Bilkis was the only witness on whose testimony the entire case of the prosecution stood, the court noted.
"The case in fact suffers at the starting point with the first major flaw of dishonest investigation," the bench said.
"I am happy that the state and its officials who emboldened, encouraged, and protected the criminals who destroyed the life of an entire community, are no longer unblemished and today stand charged with tampering of evidence.
"For officers of the state, whose sworn duty is to protect citizens and enable justice, this should be their great moral shame, to bear forever," the statement said.
A special court in Mumbai had on January 21, 2008 convicted and sentenced twelve men to life imprisonment. One of them died subsequently.
According to the prosecution, on March 3, 2002, Bilkis Bano's family was attacked by a mob at Randhikpur village near Ahmedabad during the post-Godhra riots and seven members of the family were killed.
Bilkis, who was five months pregnant, was gang-raped, while six others of her family managed to escape.
The trial began in Ahmedabad. However, after Bilkis expressed apprehension that witnesses could be harmed and evidence tampered with, the Supreme Court transferred the trial to Mumbai in August 2004.

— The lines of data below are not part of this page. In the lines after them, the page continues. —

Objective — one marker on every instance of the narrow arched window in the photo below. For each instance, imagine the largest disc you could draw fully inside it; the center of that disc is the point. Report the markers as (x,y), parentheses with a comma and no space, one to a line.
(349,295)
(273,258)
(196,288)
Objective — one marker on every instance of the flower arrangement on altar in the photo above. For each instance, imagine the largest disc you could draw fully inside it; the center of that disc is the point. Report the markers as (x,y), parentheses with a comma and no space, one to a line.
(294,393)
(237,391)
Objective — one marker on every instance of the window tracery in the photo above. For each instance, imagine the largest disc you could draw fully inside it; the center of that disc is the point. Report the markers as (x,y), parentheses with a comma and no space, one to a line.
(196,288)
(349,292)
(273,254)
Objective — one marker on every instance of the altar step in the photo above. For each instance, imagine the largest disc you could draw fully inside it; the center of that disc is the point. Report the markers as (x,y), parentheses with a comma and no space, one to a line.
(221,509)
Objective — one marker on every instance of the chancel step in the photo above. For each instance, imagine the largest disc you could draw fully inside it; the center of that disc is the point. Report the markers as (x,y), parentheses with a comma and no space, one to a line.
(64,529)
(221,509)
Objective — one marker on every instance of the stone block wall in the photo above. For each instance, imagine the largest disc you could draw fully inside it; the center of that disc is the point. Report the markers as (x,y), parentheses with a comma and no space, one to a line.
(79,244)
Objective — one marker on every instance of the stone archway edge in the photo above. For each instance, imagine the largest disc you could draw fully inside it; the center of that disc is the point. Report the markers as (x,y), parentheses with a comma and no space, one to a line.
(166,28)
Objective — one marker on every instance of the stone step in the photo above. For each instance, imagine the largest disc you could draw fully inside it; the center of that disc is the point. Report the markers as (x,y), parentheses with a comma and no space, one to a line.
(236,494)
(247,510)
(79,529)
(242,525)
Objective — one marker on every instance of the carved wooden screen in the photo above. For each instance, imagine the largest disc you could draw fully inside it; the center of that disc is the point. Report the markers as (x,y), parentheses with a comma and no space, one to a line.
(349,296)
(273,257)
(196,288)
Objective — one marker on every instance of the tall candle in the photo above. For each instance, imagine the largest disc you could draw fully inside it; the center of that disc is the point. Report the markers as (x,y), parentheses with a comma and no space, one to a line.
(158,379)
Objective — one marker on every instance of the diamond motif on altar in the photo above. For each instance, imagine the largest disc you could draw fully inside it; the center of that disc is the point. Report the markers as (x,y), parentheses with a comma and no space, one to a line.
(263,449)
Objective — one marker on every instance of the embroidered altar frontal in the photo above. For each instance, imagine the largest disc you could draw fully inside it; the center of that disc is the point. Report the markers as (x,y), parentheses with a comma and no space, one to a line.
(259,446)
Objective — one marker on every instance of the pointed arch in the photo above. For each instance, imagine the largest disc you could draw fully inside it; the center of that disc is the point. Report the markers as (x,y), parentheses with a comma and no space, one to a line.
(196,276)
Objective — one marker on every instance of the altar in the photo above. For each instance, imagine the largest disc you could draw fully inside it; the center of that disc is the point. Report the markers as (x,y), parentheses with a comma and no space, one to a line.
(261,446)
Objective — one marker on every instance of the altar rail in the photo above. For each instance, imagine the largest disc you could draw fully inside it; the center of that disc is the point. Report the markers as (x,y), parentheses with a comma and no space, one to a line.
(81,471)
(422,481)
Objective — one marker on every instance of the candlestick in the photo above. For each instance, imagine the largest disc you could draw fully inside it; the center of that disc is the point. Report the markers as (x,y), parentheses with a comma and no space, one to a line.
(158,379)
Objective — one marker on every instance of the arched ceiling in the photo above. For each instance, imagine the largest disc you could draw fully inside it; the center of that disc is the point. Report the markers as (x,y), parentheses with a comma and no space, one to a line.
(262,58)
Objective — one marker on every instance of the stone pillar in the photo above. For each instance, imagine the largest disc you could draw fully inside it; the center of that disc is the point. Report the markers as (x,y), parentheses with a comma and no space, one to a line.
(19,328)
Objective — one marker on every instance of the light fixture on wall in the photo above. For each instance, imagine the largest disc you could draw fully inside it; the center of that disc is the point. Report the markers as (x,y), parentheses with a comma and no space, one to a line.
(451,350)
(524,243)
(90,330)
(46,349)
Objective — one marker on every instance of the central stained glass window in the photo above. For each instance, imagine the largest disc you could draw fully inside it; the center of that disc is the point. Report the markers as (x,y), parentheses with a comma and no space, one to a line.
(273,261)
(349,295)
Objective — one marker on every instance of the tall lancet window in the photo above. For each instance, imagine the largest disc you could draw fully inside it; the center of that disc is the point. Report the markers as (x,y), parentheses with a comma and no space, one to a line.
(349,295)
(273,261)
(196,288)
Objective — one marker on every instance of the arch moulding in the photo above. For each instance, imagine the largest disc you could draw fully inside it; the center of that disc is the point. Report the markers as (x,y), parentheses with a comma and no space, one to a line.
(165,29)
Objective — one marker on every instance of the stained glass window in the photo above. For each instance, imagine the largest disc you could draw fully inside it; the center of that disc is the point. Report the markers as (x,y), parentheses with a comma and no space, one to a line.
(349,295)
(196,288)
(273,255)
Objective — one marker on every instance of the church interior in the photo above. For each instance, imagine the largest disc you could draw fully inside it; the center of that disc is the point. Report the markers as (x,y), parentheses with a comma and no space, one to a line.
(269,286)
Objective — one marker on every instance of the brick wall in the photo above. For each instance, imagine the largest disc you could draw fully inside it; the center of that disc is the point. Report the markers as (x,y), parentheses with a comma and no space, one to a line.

The convicts had challenged the verdict claiming CBI had fabricated the evidence, that Bilkis gave birth to a child after the incident so she could not have been gang-raped, and investigators' failure to find the bodies of some of her family members proved they were not killed.
The CBI had sought death sentence for Jaswantbhai, Govindbhai and Radhesham Shah on the ground that they had raped Bilkis.